# 6 of 15 central calculations

The first year course, Descriptive Economics A, presents 15 calculations for doing basic descriptive statistics.
This project shows how to conveniently apply these calcuations on selected data from Statistics Denmark to easily see the many calculation done on a short time series. We have selected six of these 15 calculations to describe the change in expenditure and income in the public sector (OFF3).

\begin{align}
    \text{Absolute change: }& x_t - x_{t-1} \\
    \text{Average absolute change: }& \frac{x_n - x_0}{n} \\
    \text{Percentage change: }& \left(\frac{x_t}{x_{t-1}}-1\right)\times 100 \\
    \text{Average percentage change: }& \left[\left(\frac{x_n}{x_0}\right)^{\frac{1}{n}}-1\right]\times 100 \\
    \text{Change in percentage points: }& \text{pct.-points}_t - \text{pct. points}_{t-1} \\
    \text{Simple index: }& \frac{x_t}{x_0}\times 100 \\
\end{align}

## Importing modules

In [52]:
import numpy as np
import matplotlib.pyplot as plt
import pandas as pd
import pydst
import pprint as pp
import ipywidgets as widgets
from ipywidgets import interact
dst = pydst.Dst(lang='en')

## Collecting data

In [53]:
variables = dst.get_variables(table_id = 'OFF3') # collecting table OFF3 from Statistics Denmark
OFF3 = dst.get_data(table_id = 'OFF3', variables={'UI':['1.8','1.13','1.16','1.17','2.13','2.16','2.17','2.18',
                                                        '2.19'], # sub-categories
                                                  'Tid':['*'], # all time
                                                  'SEKTOR':['TOTAL']}) # total public sector
OFF3.sort_values(by = 'TID', inplace = True)

## Cleaning data

In [54]:
del OFF3['SEKTOR'] # deleting irrelevant variable
names = OFF3['UI'][0:9] # generating names variable based on different sub-categories

# Renaming variables
columns_dict = {}
columns_dict['UI'] = 'Variable'
columns_dict['TID'] = 'Time'
columns_dict['INDHOLD'] = 'Absolute level'
OFF3.rename(columns = columns_dict,inplace=True)

In [55]:
# Initialize empty dictionary
rename_dict = {}
# List of wanted names
wanted_names = ['1.2: Capital accumulation',
                '1.3: Capital expenses',
                '1.4: Current and capital expenditure (1+3)',
                '1.1: Current expenditure',
                '2.1: Current revenue',
                '2.2: Capital revenue',
                '2.3: Current plus capital revenue (1+2)',
                '2.4: Currents surplus=Gross saving (2.1-1.1)',
                '2.5: Overall surplus=Net lending/borrowing (2.3-1.4)']
# Create rename dictionary for variable names
for name, wantedname in zip(names,wanted_names):
    rename_dict[name] = wantedname
# Rename the variables
for key,value in rename_dict.items():
    OFF3.Variable.replace(key, value, inplace=True)
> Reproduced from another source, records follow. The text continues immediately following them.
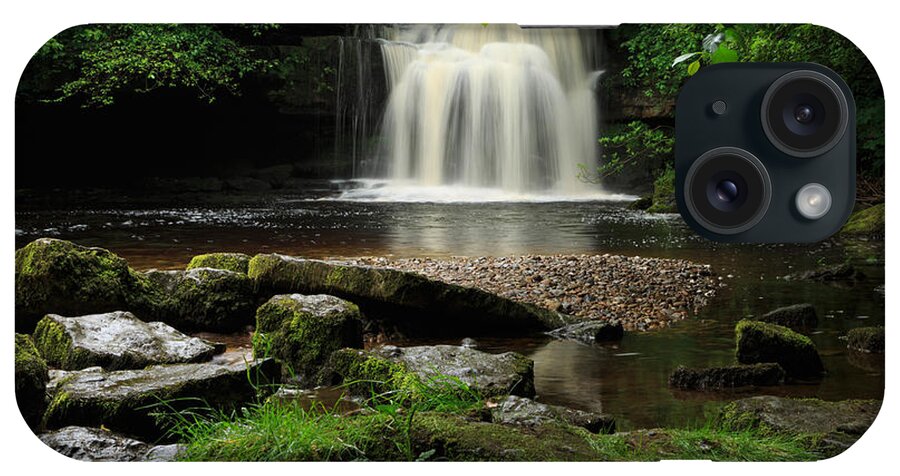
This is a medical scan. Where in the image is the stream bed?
[16,187,884,430]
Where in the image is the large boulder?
[248,254,570,335]
[253,294,363,385]
[16,238,156,332]
[758,303,819,331]
[735,320,825,379]
[847,326,884,354]
[34,311,216,370]
[719,396,881,456]
[43,352,279,437]
[141,268,256,332]
[669,363,785,390]
[187,253,250,274]
[318,345,534,398]
[15,334,50,427]
[547,321,625,344]
[491,395,616,433]
[38,426,180,461]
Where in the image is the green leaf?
[709,46,738,64]
[688,60,700,76]
[672,51,700,67]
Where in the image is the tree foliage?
[18,24,273,107]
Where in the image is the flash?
[794,183,831,220]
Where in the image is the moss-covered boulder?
[34,311,216,370]
[758,303,819,331]
[15,334,50,427]
[491,395,616,433]
[43,352,280,437]
[719,396,881,457]
[840,203,884,237]
[140,268,256,332]
[317,345,535,398]
[16,238,155,332]
[248,254,570,336]
[735,320,825,379]
[847,326,884,354]
[669,363,785,390]
[253,294,363,385]
[187,253,250,274]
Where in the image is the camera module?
[760,70,849,158]
[684,147,772,235]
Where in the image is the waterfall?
[377,25,598,195]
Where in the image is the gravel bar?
[342,254,724,331]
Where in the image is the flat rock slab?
[248,254,571,335]
[38,426,181,461]
[44,352,280,436]
[34,311,216,370]
[720,395,881,456]
[669,363,785,390]
[374,345,534,397]
[491,395,616,433]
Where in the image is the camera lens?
[760,70,849,157]
[794,104,816,124]
[683,147,772,235]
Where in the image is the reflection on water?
[16,190,884,429]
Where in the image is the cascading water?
[352,25,598,196]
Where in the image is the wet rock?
[16,238,156,332]
[253,294,363,384]
[840,203,884,237]
[38,426,182,461]
[735,320,825,379]
[758,303,819,330]
[44,352,280,437]
[249,254,567,335]
[15,334,50,427]
[783,263,865,282]
[847,326,884,353]
[187,253,250,274]
[547,321,625,344]
[34,311,216,370]
[669,363,785,390]
[319,345,534,398]
[720,396,881,457]
[140,268,256,332]
[491,395,616,433]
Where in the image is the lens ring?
[760,70,850,158]
[682,147,772,235]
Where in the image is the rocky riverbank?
[350,254,724,330]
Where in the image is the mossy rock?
[718,395,881,457]
[16,238,157,332]
[141,268,256,332]
[34,311,217,370]
[248,254,571,337]
[187,253,250,274]
[317,345,535,398]
[840,203,884,237]
[847,326,884,354]
[758,303,819,331]
[43,352,280,438]
[735,320,825,379]
[253,294,363,386]
[15,334,50,427]
[669,363,785,390]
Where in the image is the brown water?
[16,188,884,429]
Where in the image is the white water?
[341,25,611,201]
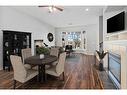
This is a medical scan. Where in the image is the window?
[62,32,81,48]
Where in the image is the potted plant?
[36,47,50,55]
[96,50,107,71]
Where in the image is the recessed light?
[68,23,72,25]
[86,8,89,11]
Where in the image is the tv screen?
[107,12,125,33]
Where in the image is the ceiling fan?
[38,5,63,13]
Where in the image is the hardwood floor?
[0,54,95,89]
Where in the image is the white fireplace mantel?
[104,40,127,89]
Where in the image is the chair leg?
[63,72,65,81]
[13,80,16,89]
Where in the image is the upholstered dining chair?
[21,48,32,69]
[50,48,59,57]
[10,55,38,89]
[46,52,66,80]
[50,48,59,65]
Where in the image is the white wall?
[103,9,127,89]
[55,23,99,53]
[0,7,55,69]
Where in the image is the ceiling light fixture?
[48,6,56,13]
[86,8,89,11]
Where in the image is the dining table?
[25,55,57,82]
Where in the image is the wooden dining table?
[25,55,57,82]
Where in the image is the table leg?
[43,65,46,82]
[38,65,46,82]
[38,65,42,82]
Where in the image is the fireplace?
[108,52,121,88]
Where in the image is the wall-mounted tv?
[107,12,125,33]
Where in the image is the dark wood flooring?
[0,54,95,89]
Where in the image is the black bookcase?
[3,30,31,70]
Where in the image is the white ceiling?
[12,6,104,27]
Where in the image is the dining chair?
[50,48,59,57]
[50,48,59,65]
[21,48,32,69]
[46,52,66,80]
[10,55,38,89]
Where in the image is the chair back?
[10,55,27,82]
[56,52,66,75]
[50,48,59,57]
[65,45,72,51]
[22,48,32,63]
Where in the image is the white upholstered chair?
[10,55,38,89]
[46,52,66,80]
[50,48,59,65]
[21,48,32,69]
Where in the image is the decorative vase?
[40,54,44,59]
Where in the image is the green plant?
[96,50,107,71]
[36,47,50,54]
[96,50,107,60]
[73,39,81,48]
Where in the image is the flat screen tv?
[107,12,125,33]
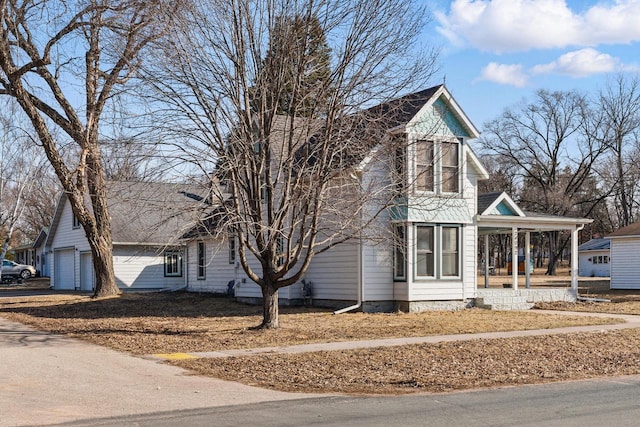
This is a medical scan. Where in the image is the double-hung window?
[416,141,435,191]
[197,242,207,280]
[393,225,407,281]
[164,251,182,277]
[415,140,460,193]
[415,225,460,279]
[441,226,460,277]
[416,226,435,277]
[229,232,236,264]
[441,142,460,193]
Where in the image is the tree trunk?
[88,231,120,298]
[545,231,559,276]
[259,283,280,329]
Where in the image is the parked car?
[2,259,36,280]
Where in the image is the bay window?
[415,225,461,279]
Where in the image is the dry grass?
[0,293,640,393]
[536,287,640,315]
[0,293,617,354]
[173,329,640,394]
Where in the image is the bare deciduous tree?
[0,0,180,296]
[482,90,607,274]
[596,74,640,227]
[148,0,435,328]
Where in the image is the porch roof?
[476,212,593,234]
[476,192,593,234]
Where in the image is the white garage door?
[54,249,75,289]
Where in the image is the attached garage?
[53,248,76,289]
[607,222,640,289]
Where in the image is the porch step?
[475,295,534,311]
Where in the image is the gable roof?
[365,85,444,129]
[478,191,525,216]
[605,222,640,239]
[46,181,210,247]
[578,237,611,251]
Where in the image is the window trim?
[413,139,438,193]
[411,137,464,196]
[228,233,236,264]
[439,141,461,194]
[196,240,207,280]
[393,224,407,282]
[164,250,183,277]
[412,223,464,281]
[71,213,81,230]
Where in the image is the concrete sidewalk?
[0,311,640,426]
[147,310,640,360]
[0,317,320,426]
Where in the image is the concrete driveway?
[0,318,320,426]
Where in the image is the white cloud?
[531,48,622,77]
[436,0,640,53]
[480,62,528,87]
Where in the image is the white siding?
[80,251,95,291]
[47,201,90,289]
[462,225,478,299]
[304,243,360,301]
[462,155,478,298]
[53,248,76,289]
[610,238,640,289]
[578,250,611,277]
[113,246,186,289]
[188,239,246,293]
[411,280,464,301]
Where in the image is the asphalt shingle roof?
[107,181,210,244]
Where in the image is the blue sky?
[423,0,640,129]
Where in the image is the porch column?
[511,227,518,289]
[524,231,531,289]
[484,234,489,288]
[571,226,582,292]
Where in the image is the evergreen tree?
[254,15,331,117]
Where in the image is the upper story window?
[415,140,460,193]
[164,251,182,277]
[197,242,207,279]
[416,141,435,191]
[441,142,460,193]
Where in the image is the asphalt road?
[56,376,640,427]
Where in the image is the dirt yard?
[0,293,640,394]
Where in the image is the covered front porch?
[476,193,593,308]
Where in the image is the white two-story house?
[187,85,496,311]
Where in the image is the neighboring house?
[9,228,49,277]
[182,85,590,311]
[45,182,207,291]
[605,222,640,289]
[578,238,611,277]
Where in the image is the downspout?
[333,175,364,314]
[333,230,364,314]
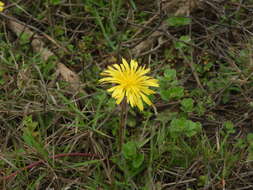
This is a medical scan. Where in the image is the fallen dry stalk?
[7,20,81,92]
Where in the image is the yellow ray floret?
[0,1,4,12]
[99,58,159,111]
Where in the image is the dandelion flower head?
[99,58,159,111]
[0,1,4,12]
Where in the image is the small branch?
[119,98,127,151]
[2,152,98,180]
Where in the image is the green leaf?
[181,98,193,112]
[167,17,191,27]
[51,0,61,5]
[122,141,137,159]
[161,87,184,101]
[170,118,201,137]
[175,36,191,49]
[132,154,144,168]
[247,133,253,144]
[224,121,235,133]
[164,69,177,81]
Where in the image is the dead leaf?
[7,20,81,92]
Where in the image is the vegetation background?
[0,0,253,190]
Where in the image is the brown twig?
[2,152,98,180]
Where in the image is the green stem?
[119,98,127,151]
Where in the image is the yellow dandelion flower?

### Create subsetting booleans

In [56]:
# Initializes list of lists for subsetting
Ilist = [[] for eachlist in range(9)]

In [57]:
# List i in Ilist is the true/false boolean for name i in wanted_names
for number, name in enumerate(wanted_names):
    Ilist[number] = OFF3['Variable']==name

In [58]:
names = ['capital_accumulation', 'capital_expenses', 'current_and_capital_expenditure',
         'current_expenditure', 'current_revenue', 'capital_revenue',
         'current_plus_capital_revenue', 'current_surplus', 'overall_surplus']
for i, name in enumerate(names):
    namespace = locals()
    namespace[name] = (OFF3[Ilist[i]])

In [59]:
dataframes = [capital_accumulation, capital_expenses, current_and_capital_expenditure,
              current_expenditure, current_revenue, capital_revenue,
              current_plus_capital_revenue, current_surplus, overall_surplus]

# Resetting index
for i in dataframes:
    i.reset_index(drop = True, inplace = True)

## Calculations

We can now make each calculation, (1)-(6), on every data frame as a new variable.

In [60]:
for i in dataframes:
    
    # Absolute change
    i['Absolute change'] = i['Absolute level'].diff()
    
    # Average absolute change
    i['Average absolute change'] = i['Absolute level'].mean()
    
    # Percentage change
    i['Percentage change'] = i['Absolute level'].pct_change()*100
    
    # Average percentage change
    i['Average percentage change'] = ((i['Absolute level'].iloc[-1]/i['Absolute level'][0])**(1/len(i['Absolute level']))-1)*100
    
    # Change in percentage points
    i['Change in percentage points'] = i['Percentage change'].diff()
    
    # Simple index
    i['Simple index'] = np.nan # Create 'Simple index'-variable with NaNs
    
    for j in range(0, len(i['Absolute level'])):
        i['Simple index'][j] = i['Absolute level'].iloc[j]/i['Absolute level'].iloc[0]*100

A value is trying to be set on a copy of a slice from a DataFrame.
Try using .loc[row_indexer,col_indexer] = value instead

See the caveats in the documentation: http://pandas.pydata.org/pandas-docs/stable/indexing.html#indexing-view-versus-copy
  after removing the cwd from sys.path.
A value is trying to be set on a copy of a slice from a DataFrame.
Try using .loc[row_indexer,col_indexer] = value instead

See the caveats in the documentation: http://pandas.pydata.org/pandas-docs/stable/indexing.html#indexing-view-versus-copy
  import sys
A value is trying to be set on a copy of a slice from a DataFrame.
Try using .loc[row_indexer,col_indexer] = value instead

See the caveats in the documentation: http://pandas.pydata.org/pandas-docs/stable/indexing.html#indexing-view-versus-copy
  # Remove the CWD from sys.path while we load stuff.
A value is trying to be set on a copy of a slice from a DataFrame.
Try using .loc[row_indexer,col_indexer] = value instead

See the caveats in the document

## Plotting the data

In [75]:
rows = ['Absolute level', 'Absolute change', 'Average absolute change', 'Percentage change',
        'Average percentage change', 'Change in percentage points', 'Simple index']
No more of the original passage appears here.